Source: http://afp.google.com/article/ALeqM5...h8eOXcJKXZwRuw


Georgia's Israeli arms point Russia to Iran

With the eruption of fighting between Russia and Georgia, Israel has found itself in an awkward position as a result of its arms sales to Georgia. Israel is now caught between its friendly relations with Georgia and its fear that the continued sale of weaponry will spark Russian retribution in the form of increased arms sales to Iran and Syria. After fighting broke out late last week between Georgia and Russia over the breakaway provinces of South Ossetia and Abkhazia, Israel's Foreign Ministry over the weekend recommended suspending the sale of all weapons and defense-related equipment to Georgia, the daily Ha'aretz newspaper reported. The paper quoted an unnamed senior official saying that Israel needed "to be very careful and sensitive these days. The Russians are selling many arms to Iran and Syria and there is no need to offer them an excuse to sell even more advanced weapons."

Israel's immediate concern is that Russia will proceed with the sale of the S-300 anti-aircraft missile system to Iran, which would help it defend its nuclear installations from aerial attack. Israel, like the US, believes that Iran's nuclear program is aimed at developing a bomb, and Israeli leaders have refused to rule out the possibility of a pre-emptive strike aimed at derailing Iran's nuclear aspirations. Israel recently conducted a major aerial exercise over the eastern Mediterranean and Greece that was widely viewed as a rehearsal for a possible strike against Iran's nuclear installations. But with the US and Europe resorting to diplomatic pressure in the form of sanctions to deter Iran, Israel is loathe to anger Russia, which until now has opposed harsher sanctions on Tehran. Israel's relations with Georgia have been close, partly because there is a large Georgian xxxish community in Israel. In recent years, ties have also taken on a military dimension, with military industries in Israel supplying Georgia with some US$200 million worth of equipment since 2000. This has included remotely piloted planes, rockets, night-vision equipment, other electronic systems and training by former senior Israeli officers.

"Israel should be proud of its military, which trained Georgian soldiers," Georgian Minister Temur Yakobashvili told Israel's Army Radio in Hebrew shortly after the fighting erupted. Israel is not a major supplier of arms to Georgia, with the US and France supplying Tbilisi with most of its weaponry. But the arms transfers have attracted media attention partly because of the role played by some high-profile Israeli figures, including former Tel Aviv mayor Roni Milo, who conducted business in Georgia on behalf of Israel Military Industries.
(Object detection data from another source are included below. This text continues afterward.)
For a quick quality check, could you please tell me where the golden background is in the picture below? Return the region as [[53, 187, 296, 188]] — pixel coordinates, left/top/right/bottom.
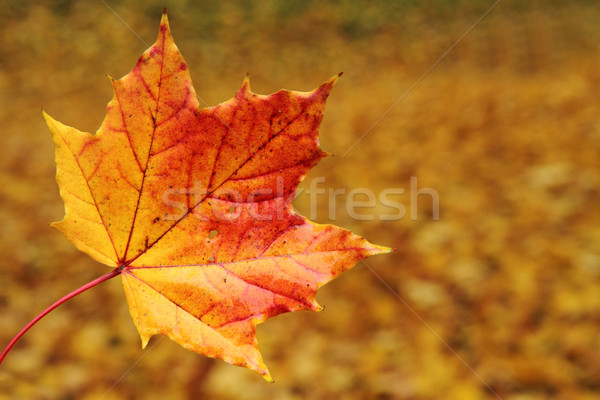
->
[[0, 0, 600, 400]]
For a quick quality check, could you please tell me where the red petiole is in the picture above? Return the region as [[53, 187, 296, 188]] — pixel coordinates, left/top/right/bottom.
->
[[0, 268, 122, 364]]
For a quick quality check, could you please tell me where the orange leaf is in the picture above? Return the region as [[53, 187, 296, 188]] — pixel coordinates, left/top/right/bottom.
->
[[44, 14, 389, 380]]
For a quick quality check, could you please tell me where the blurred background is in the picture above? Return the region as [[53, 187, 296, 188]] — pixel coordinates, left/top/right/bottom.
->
[[0, 0, 600, 400]]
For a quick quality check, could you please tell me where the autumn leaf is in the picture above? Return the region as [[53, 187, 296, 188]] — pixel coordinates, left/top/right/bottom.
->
[[0, 10, 389, 380]]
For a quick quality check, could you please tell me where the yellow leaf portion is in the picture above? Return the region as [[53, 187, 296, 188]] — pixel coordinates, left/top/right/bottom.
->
[[49, 10, 390, 380]]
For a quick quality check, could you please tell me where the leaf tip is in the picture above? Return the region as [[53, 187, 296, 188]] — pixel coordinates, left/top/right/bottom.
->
[[238, 73, 250, 95], [160, 7, 170, 33]]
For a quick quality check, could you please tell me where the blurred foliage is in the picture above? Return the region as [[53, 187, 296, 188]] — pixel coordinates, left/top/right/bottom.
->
[[0, 0, 600, 400]]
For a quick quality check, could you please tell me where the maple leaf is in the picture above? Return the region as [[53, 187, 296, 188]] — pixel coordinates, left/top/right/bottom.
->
[[0, 13, 390, 380]]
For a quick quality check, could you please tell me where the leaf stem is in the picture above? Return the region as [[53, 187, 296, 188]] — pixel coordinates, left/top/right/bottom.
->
[[0, 268, 122, 364]]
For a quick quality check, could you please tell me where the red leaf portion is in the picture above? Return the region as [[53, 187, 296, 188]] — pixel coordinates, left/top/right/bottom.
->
[[47, 10, 389, 379]]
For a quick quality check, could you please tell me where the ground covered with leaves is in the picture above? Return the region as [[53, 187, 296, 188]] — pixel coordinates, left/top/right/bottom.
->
[[0, 0, 600, 400]]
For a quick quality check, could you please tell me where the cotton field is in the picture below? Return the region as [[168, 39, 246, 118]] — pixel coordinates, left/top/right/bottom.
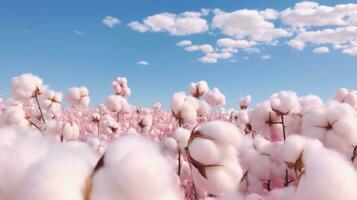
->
[[0, 74, 357, 200]]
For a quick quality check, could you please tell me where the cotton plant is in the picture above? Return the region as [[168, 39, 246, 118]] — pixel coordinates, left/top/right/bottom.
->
[[67, 86, 90, 108]]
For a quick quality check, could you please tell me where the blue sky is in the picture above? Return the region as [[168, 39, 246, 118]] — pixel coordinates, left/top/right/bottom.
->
[[0, 0, 357, 107]]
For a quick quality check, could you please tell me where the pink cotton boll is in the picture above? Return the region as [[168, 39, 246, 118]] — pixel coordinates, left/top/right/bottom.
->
[[281, 135, 306, 163], [188, 138, 222, 165], [294, 141, 357, 200], [180, 102, 197, 126], [91, 135, 183, 200], [0, 106, 29, 127], [205, 88, 226, 106], [244, 193, 264, 200], [174, 127, 191, 152], [15, 149, 92, 200], [12, 74, 43, 102], [62, 122, 80, 140]]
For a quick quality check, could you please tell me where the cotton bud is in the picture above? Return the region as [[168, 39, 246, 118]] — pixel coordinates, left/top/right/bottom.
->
[[188, 81, 209, 98], [67, 86, 90, 108], [270, 91, 300, 115], [12, 74, 43, 102], [174, 127, 191, 152], [41, 90, 62, 117], [138, 114, 152, 133], [333, 88, 357, 109], [112, 77, 131, 97], [90, 135, 183, 200], [100, 114, 119, 134], [0, 106, 30, 127], [205, 88, 226, 106], [187, 121, 243, 195], [239, 95, 252, 110]]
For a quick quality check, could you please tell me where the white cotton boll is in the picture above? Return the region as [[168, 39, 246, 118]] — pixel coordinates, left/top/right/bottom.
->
[[244, 193, 264, 200], [239, 95, 252, 109], [294, 143, 357, 200], [67, 86, 90, 108], [0, 106, 29, 127], [205, 88, 226, 106], [180, 102, 197, 125], [171, 92, 186, 114], [0, 127, 53, 199], [12, 74, 43, 102], [41, 90, 62, 117], [188, 138, 221, 165], [16, 148, 92, 200], [197, 121, 243, 147], [281, 135, 306, 163], [197, 100, 212, 116], [62, 122, 80, 140], [174, 127, 191, 152], [91, 135, 183, 200], [106, 95, 124, 112], [270, 91, 300, 115]]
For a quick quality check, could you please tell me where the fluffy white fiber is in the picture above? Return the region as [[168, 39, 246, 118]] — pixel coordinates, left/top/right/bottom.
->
[[91, 135, 183, 200], [67, 86, 90, 108]]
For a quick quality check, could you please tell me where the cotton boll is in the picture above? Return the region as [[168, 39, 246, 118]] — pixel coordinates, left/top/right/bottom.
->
[[41, 90, 62, 117], [67, 86, 90, 108], [12, 74, 43, 102], [174, 127, 191, 152], [282, 135, 306, 163], [294, 142, 357, 200], [205, 88, 226, 106], [0, 127, 53, 199], [0, 106, 29, 127], [91, 135, 183, 200], [239, 95, 252, 110], [16, 148, 92, 200]]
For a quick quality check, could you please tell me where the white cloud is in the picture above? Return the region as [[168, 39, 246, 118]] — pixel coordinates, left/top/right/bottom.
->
[[217, 38, 256, 49], [198, 56, 218, 64], [260, 55, 271, 60], [73, 30, 84, 36], [314, 47, 330, 54], [128, 21, 149, 33], [212, 9, 291, 42], [176, 40, 192, 47], [102, 16, 121, 28], [281, 1, 357, 27], [129, 12, 208, 35], [136, 60, 149, 65]]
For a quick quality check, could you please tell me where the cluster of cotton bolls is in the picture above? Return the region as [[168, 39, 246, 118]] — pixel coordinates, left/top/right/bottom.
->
[[4, 74, 357, 200]]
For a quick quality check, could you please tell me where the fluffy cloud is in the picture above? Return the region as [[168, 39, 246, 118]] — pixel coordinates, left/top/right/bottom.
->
[[176, 40, 192, 47], [102, 16, 121, 28], [314, 47, 330, 54], [281, 1, 357, 27], [128, 12, 208, 35], [212, 9, 291, 42], [137, 60, 149, 65]]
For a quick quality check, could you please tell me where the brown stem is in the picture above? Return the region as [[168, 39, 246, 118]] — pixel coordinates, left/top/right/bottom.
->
[[35, 95, 46, 129]]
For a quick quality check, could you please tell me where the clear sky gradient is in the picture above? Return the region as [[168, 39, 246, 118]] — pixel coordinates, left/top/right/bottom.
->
[[0, 0, 357, 107]]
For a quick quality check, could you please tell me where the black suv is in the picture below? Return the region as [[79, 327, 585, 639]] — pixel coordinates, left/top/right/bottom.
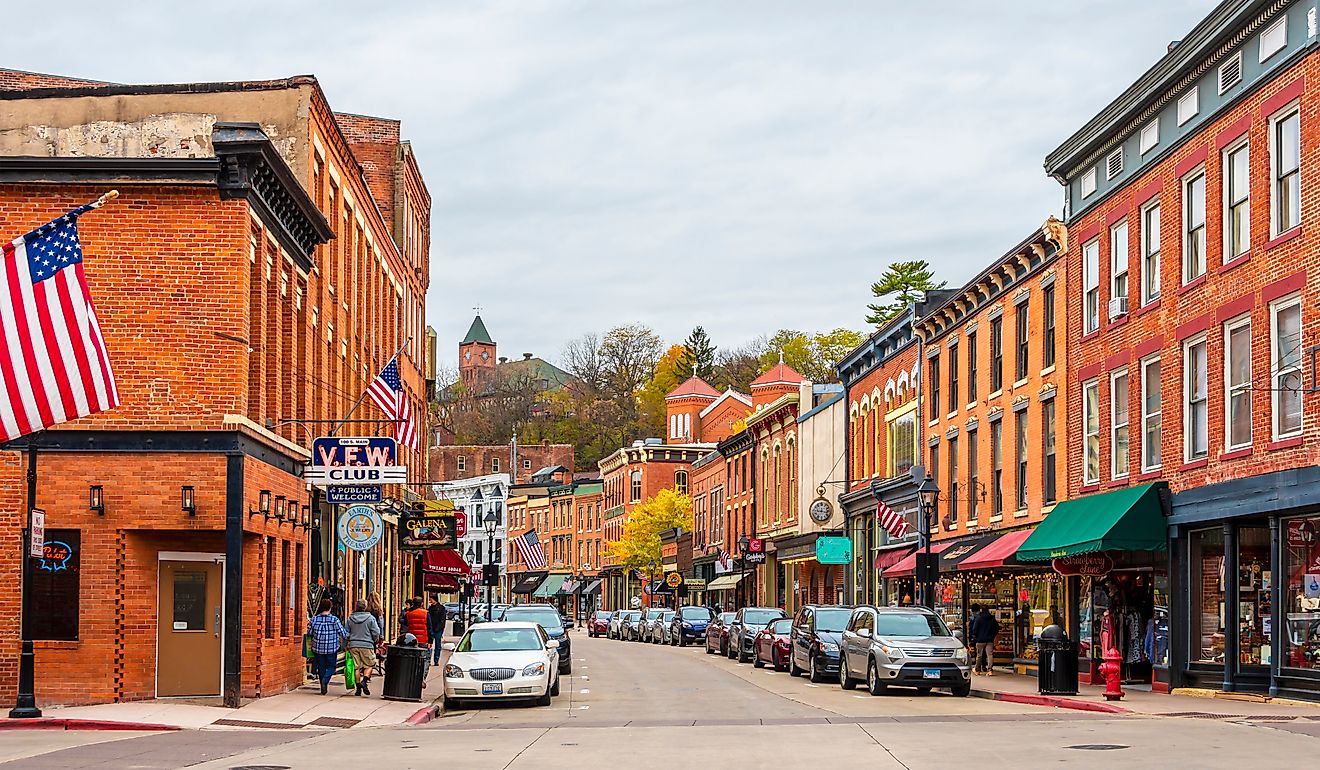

According to media reports, Brigadier General Gal Hirsch, a senior commander in the 2006 Lebanon war who resigned after the release of a highly critical report on the way the war was conducted, served as an adviser to Georgian security forces. Further attention was drawn to the Israel-Georgia arms trade earlier this year when a Russian jet shot down an Israeli-made drone being operated by the Georgians.

Even though weapons transfers were modest in scope, Russian diplomats began increasingly relaying to Israel their annoyance over its military aid to Georgia, including the special forces training provided by security experts. Israel decided about a year ago to limit military exports to defensive equipment and training. New contracts weren't approved as the arms sales were scaled back. Georgia's request for 200 advanced Israeli-made Merkava tanks, for example, was turned down. There were reports in Israel that the sale of the tanks didn't go through because of a disagreement over the commission that was to be paid as part of the deal. But Amos Yaron, the former director general of the Defense Ministry, insisted it had to do with "security-diplomatic considerations" - a clear reference to the sensitivity of the arms sales to Georgia. Israel, Yaron added, didn't want "to harm Russian interests too much". Asked about the motivation to initially engage in the sale of weaponry to Georgia despite concerns it might anger Russia, Yaron replied: "We did see that there was potential for a conflagration in the region but Georgia is a friendly state, it's supported by the US, and so it was difficult to refuse."